May 23 (Bloomberg) -- By a vote of 221-198, the U.S. House passed legislation that would reset interest rates on federal student loans and avert a scheduled doubling of rates this summer.
The bill, H.R. 1911, would peg new student-loan interest rates to yields on the 10-year Treasury note, meaning that the rates would fluctuate. It would also set maximum caps on those variable rates.
The proposal faces opposition in the Democratic-controlled Senate, where Majority Leader Harry Reid of Nevada has endorsed a plan that would extend, for two years, the current fixed rate of 3.4 percent for subsidized Stafford loans, which are available to low-income students.
Without congressional action, the interest rate on those loans will double to 6.8 percent on July 1 -- an action that would affect more than 7 million students.
Under current law, Congress sets the rates for student loans. Legislation enacted in 2007 set the interest rate on new subsidized Stafford loans at 3.4 percent. That rate was to expire last year, in the midst of the presidential campaign, and Congress extended it through June 30, 2013.
A report by the Republican staff of the House Education and the Workforce Committee said the bill passed today would stop “politicians from the business of setting student loan interest rates.”

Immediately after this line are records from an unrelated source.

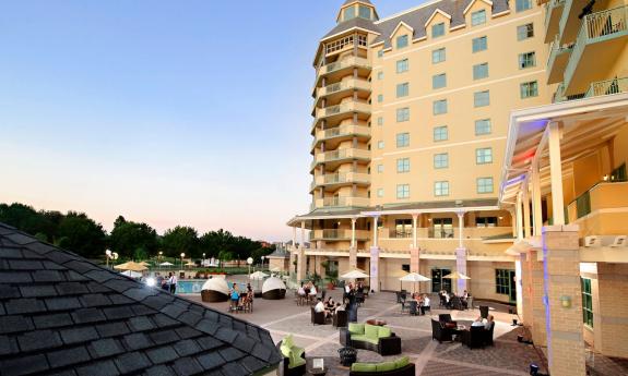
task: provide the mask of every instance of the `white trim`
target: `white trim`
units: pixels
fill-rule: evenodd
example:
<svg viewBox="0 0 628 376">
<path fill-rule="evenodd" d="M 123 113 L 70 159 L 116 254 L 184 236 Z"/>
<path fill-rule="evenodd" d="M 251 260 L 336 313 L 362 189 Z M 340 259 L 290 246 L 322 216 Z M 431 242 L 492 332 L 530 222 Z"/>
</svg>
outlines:
<svg viewBox="0 0 628 376">
<path fill-rule="evenodd" d="M 487 4 L 488 7 L 493 7 L 493 1 L 490 0 L 473 0 L 469 3 L 469 5 L 466 5 L 466 8 L 464 9 L 464 11 L 462 11 L 463 15 L 466 15 L 466 12 L 469 12 L 469 10 L 471 9 L 471 7 L 473 7 L 473 4 L 475 4 L 477 1 L 482 1 L 485 4 Z"/>
<path fill-rule="evenodd" d="M 425 28 L 427 28 L 427 25 L 429 25 L 429 23 L 431 22 L 431 20 L 436 16 L 436 14 L 440 14 L 443 17 L 446 17 L 447 20 L 451 21 L 451 15 L 445 11 L 441 11 L 440 9 L 435 9 L 434 12 L 431 13 L 431 15 L 429 16 L 429 19 L 427 19 L 427 21 L 425 22 L 425 25 L 423 25 Z M 425 32 L 427 34 L 427 31 Z"/>
</svg>

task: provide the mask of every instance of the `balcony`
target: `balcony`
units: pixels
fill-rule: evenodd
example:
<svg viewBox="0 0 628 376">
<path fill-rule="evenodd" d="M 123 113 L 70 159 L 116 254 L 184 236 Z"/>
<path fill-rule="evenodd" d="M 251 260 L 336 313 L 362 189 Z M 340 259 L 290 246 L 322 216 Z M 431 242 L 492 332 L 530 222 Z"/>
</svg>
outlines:
<svg viewBox="0 0 628 376">
<path fill-rule="evenodd" d="M 562 81 L 565 68 L 569 62 L 569 56 L 573 46 L 560 46 L 558 37 L 552 43 L 549 58 L 547 59 L 547 84 L 556 84 Z"/>
<path fill-rule="evenodd" d="M 565 69 L 565 94 L 584 93 L 591 82 L 604 80 L 628 40 L 628 7 L 586 15 Z"/>
<path fill-rule="evenodd" d="M 317 198 L 313 208 L 334 208 L 334 207 L 368 207 L 370 199 L 368 197 L 334 196 Z"/>
<path fill-rule="evenodd" d="M 565 0 L 552 0 L 545 4 L 545 43 L 552 41 L 559 31 Z"/>
<path fill-rule="evenodd" d="M 355 239 L 358 241 L 368 240 L 369 232 L 367 230 L 355 230 Z M 324 240 L 324 241 L 351 241 L 352 230 L 340 229 L 324 229 L 310 231 L 310 240 Z"/>
<path fill-rule="evenodd" d="M 370 184 L 370 175 L 368 173 L 359 172 L 325 173 L 324 175 L 316 177 L 310 189 L 313 190 L 316 186 L 337 186 L 351 184 Z"/>
</svg>

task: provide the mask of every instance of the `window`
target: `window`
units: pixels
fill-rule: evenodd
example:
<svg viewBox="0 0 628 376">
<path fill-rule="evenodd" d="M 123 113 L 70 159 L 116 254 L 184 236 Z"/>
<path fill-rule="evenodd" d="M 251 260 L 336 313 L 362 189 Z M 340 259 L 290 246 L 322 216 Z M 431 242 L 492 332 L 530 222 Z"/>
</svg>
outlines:
<svg viewBox="0 0 628 376">
<path fill-rule="evenodd" d="M 490 105 L 490 95 L 488 90 L 473 93 L 473 106 L 485 107 Z"/>
<path fill-rule="evenodd" d="M 473 47 L 473 52 L 479 52 L 479 51 L 484 51 L 485 49 L 488 48 L 488 41 L 486 39 L 486 37 L 477 37 L 477 38 L 473 38 L 472 40 L 472 47 Z"/>
<path fill-rule="evenodd" d="M 497 227 L 497 217 L 475 217 L 475 227 Z"/>
<path fill-rule="evenodd" d="M 447 125 L 435 126 L 434 128 L 434 141 L 446 141 L 449 138 L 449 132 L 447 131 Z"/>
<path fill-rule="evenodd" d="M 445 35 L 445 23 L 431 25 L 431 37 L 438 38 Z"/>
<path fill-rule="evenodd" d="M 521 99 L 532 98 L 538 96 L 538 84 L 536 81 L 524 82 L 520 85 Z"/>
<path fill-rule="evenodd" d="M 407 47 L 407 34 L 396 37 L 396 48 Z"/>
<path fill-rule="evenodd" d="M 493 178 L 477 178 L 477 193 L 493 193 Z"/>
<path fill-rule="evenodd" d="M 488 77 L 488 63 L 473 65 L 473 80 L 482 80 Z"/>
<path fill-rule="evenodd" d="M 532 0 L 517 0 L 514 9 L 518 12 L 523 12 L 532 8 Z"/>
<path fill-rule="evenodd" d="M 410 158 L 399 158 L 396 160 L 396 172 L 410 172 Z"/>
<path fill-rule="evenodd" d="M 357 13 L 360 19 L 370 20 L 370 8 L 365 5 L 359 5 Z"/>
<path fill-rule="evenodd" d="M 437 50 L 431 51 L 431 63 L 433 64 L 443 62 L 446 59 L 447 59 L 447 54 L 445 52 L 445 48 L 439 48 Z"/>
<path fill-rule="evenodd" d="M 486 23 L 486 11 L 483 9 L 471 13 L 471 26 L 477 26 Z"/>
<path fill-rule="evenodd" d="M 433 111 L 434 114 L 447 113 L 447 99 L 435 100 Z"/>
<path fill-rule="evenodd" d="M 447 86 L 447 74 L 435 74 L 431 76 L 431 88 L 441 88 Z"/>
<path fill-rule="evenodd" d="M 410 198 L 408 184 L 396 184 L 396 198 Z"/>
<path fill-rule="evenodd" d="M 493 163 L 493 149 L 490 147 L 475 149 L 475 162 L 477 165 Z"/>
<path fill-rule="evenodd" d="M 396 109 L 396 121 L 402 122 L 402 121 L 408 121 L 408 120 L 410 120 L 410 108 L 407 108 L 407 107 L 398 108 Z"/>
<path fill-rule="evenodd" d="M 475 135 L 490 134 L 490 119 L 475 121 Z"/>
<path fill-rule="evenodd" d="M 435 196 L 449 196 L 449 182 L 435 182 L 434 183 L 434 195 Z"/>
<path fill-rule="evenodd" d="M 525 40 L 534 37 L 534 24 L 517 26 L 517 40 Z"/>
<path fill-rule="evenodd" d="M 407 72 L 407 59 L 399 60 L 396 62 L 396 73 Z"/>
<path fill-rule="evenodd" d="M 398 133 L 396 134 L 396 147 L 410 146 L 410 133 Z"/>
<path fill-rule="evenodd" d="M 402 84 L 396 84 L 396 97 L 398 98 L 402 98 L 402 97 L 407 97 L 407 94 L 410 93 L 410 84 L 404 82 Z"/>
<path fill-rule="evenodd" d="M 525 52 L 519 53 L 519 69 L 525 69 L 536 65 L 536 53 Z"/>
<path fill-rule="evenodd" d="M 593 327 L 593 294 L 591 293 L 591 279 L 580 278 L 582 287 L 582 322 Z"/>
<path fill-rule="evenodd" d="M 435 169 L 446 169 L 449 167 L 449 154 L 435 154 L 434 155 L 434 168 Z"/>
<path fill-rule="evenodd" d="M 345 8 L 344 21 L 355 19 L 355 7 Z"/>
</svg>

In addition to subsidized Stafford loans, on which interest doesn’t accrue until after a student graduates, the measure would affect rates for unsubsidized Stafford loans, which are available regardless of financial need, and Plus loans, which are available to graduate students and parents of undergraduates. The current rate for unsubsidized Stafford loans is 6.8 percent; for Plus loans, the rate is 7.9 percent.
The bill would set interest rates on both types of Stafford loans at the 10-year Treasury yield -- currently around 2 percent -- plus 2.5 percent.
For Plus loans, 4.5 percent would be added to the 10-year T-note yield. It would set the maximum rate on Stafford loans at 8.5 percent and on Plus loans at 10.5 percent. It also would eliminate the cap on the interest rate of consolidated loans that are originated on or after July 1, 2013; the current cap on the rate for consolidated loans is 8.25 percent.
The White House opposes the House measure and has threatened a veto, in part because the bill would allow interest rates to fluctuate over a loan’s repayment period. House Speaker John Boehner, an Ohio Republican, called the bill a “responsible fix” and said the House and the Senate would have to iron out their differences in a conference committee.
The sponsor of the House bill, Minnesota Republican Representative John Kline, was pessimistic about the possibility of compromise between the two chambers.
“One approach has almost nothing to do with another,” Kline said in an interview. “Senate Democrats and some Democrats in the House are calling to kick the can down the road for two years so Congress can get together again and have a big political fight.”
Reid has said that “passing the House bill would be worse than doing nothing at all,” reflecting concerns that students could face ballooning financing costs if currently low interest rates return to higher levels.
The Senate Democrats’ bill, S. 953, would finance a freezing of current rates by curbing tax breaks for retirement accounts, the oil industry and foreign companies.
In his 2014 budget request, President Barack Obama also proposed pegging student-loan interest rates to the 10-year Treasury note. Under his plan, rates would be fixed for the life of the loan and wouldn’t be subject to maximum caps.